A happy, less-crazy, neatly-dressed Jimmy comes down stairs and speaks to the mannequins before leaving.  The realtor tells the woman Jimmy is on the construction crew.  The crew is around the mannequins so much, they treat them like people.  Especially Denise, I suspect.

The house-shopper sees that Ron has bloody shirt and runs screaming from the house like she has seen black mold.

The episode is just full of interesting compositions, cuts and tracking shots.

The craftsmanship on this episode blows away every other episode so far. The opening black & white scene, a lot of creative camera-work, and some good perform-ances make this one something special.  The ending seemed like a complete non-sequitur until I did a rewind.  I deduct points from myself for that, not from the episode.

Yeah, you could raise a lot of questions about the logic of the denouement, but why would ya?  Just enjoy it — nobody likes a nit-picking dumb-ass giving his . . . dopey . . . unsolicited . . . opinions . . . . or something.

Great stuff.

Post-Post:

  • [1] I originally wrote Scheiss, gratuitously showing off a dirty German word I learned in the gymnasium; no, not das Gymnasium, an actual gymnasium.  But the episode deserved better, even in jest.
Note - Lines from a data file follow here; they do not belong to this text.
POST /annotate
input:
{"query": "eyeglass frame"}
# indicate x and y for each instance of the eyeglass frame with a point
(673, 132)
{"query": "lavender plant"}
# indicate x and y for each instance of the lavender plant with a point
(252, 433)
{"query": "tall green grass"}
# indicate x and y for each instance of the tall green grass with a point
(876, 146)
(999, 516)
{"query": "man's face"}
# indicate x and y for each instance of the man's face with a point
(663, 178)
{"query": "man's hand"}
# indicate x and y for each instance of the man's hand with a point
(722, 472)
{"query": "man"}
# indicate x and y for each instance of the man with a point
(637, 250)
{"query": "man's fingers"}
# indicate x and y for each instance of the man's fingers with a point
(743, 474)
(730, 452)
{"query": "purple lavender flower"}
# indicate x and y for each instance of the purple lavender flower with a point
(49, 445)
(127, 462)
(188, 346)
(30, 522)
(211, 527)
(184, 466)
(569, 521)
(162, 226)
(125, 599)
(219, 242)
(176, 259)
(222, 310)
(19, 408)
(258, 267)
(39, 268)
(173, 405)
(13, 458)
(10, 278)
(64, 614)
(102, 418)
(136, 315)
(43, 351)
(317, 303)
And also deserved a better jest.
  • What Morgan Reeves (Denise) did in the 1990s:  One Stormy Night . . . interesting; Night Sins . . . steamy; Winter Heat . . . yeah, baby; Half a Dozen Babies — d’oh!
  • This might be the first episode not available on YouTube.  And why does the DVD stick it the 8th track behind vastly inferior episodes (they are not chronological)? Why are they keeping this hidden, man?
  • Title Analysis:  Good job.  Simple, but relates to the mannequins in the house as well as Jimmy’s longing for a home and family.